IRS Chief Counsel issues memo reiterating FSA substantiation requirements
Published on May 1st, 2023
On April 28, 2023, the Internal Revenue Service (IRS) released a Chief Counsel memorandum reiterating the substantiation requirements included in proposed IRS regulations for health flexible spending arrangements (health FSAs) and dependent care flexible spending arrangement (DCFSA). These substantiation rules are longstanding, and there were no changes to the rules in the proposed regulations. However, the memo serves as a reminder to FSA administrators about the importance of proper documentation for expenses claimed through FSAs. Following these rules helps ensure compliance and reduces the risk of audits and penalties.
An important reminder
The Chief Counsel memo reiterates that FSA administrators must have a system in place to substantiate expenses and must deny reimbursement for any expenses that are not properly documented. It also reminds administrators that the reimbursement must be provided within a reasonable period of time after the expense was incurred.
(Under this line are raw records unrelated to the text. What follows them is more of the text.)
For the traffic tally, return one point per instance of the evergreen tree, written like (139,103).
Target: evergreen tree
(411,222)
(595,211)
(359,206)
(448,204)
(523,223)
As noted by the ECFC, this may also be an indication that plans will be more closely scrutinized during audits. Again, this helps demonstrate why your employers should want to work with a compliant administrator, lest they invalidate their entire plan. Employers found out of compliance could be held responsible for all back payroll taxes and associated penalties, issuance of corrected W2s – which would then require all employees (past and present) to file amended tax returns, likely resulting in additional taxes and penalties. This would represent a major blow to all employees who made what they believed to be valid pre-tax contributions to their FSA or DCFSA.
A competitive advantage
As a benefits administrator, you may have found yourself competing against TPAs who bend the rules, or you may have gotten pushback from employers and brokers for simply following the rules as written. This memo serves to reinforce the importance of operating within the rules – and helps you demonstrate to customers that you’re not imposing undue scrutiny, but simply helping them to remain compliant.
Call to action
We encourage you to take this opportunity to review your substantiation procedures and make any necessary adjustments to ensure the long-term success of your FSA plans and continue providing maximum value to your employee customers.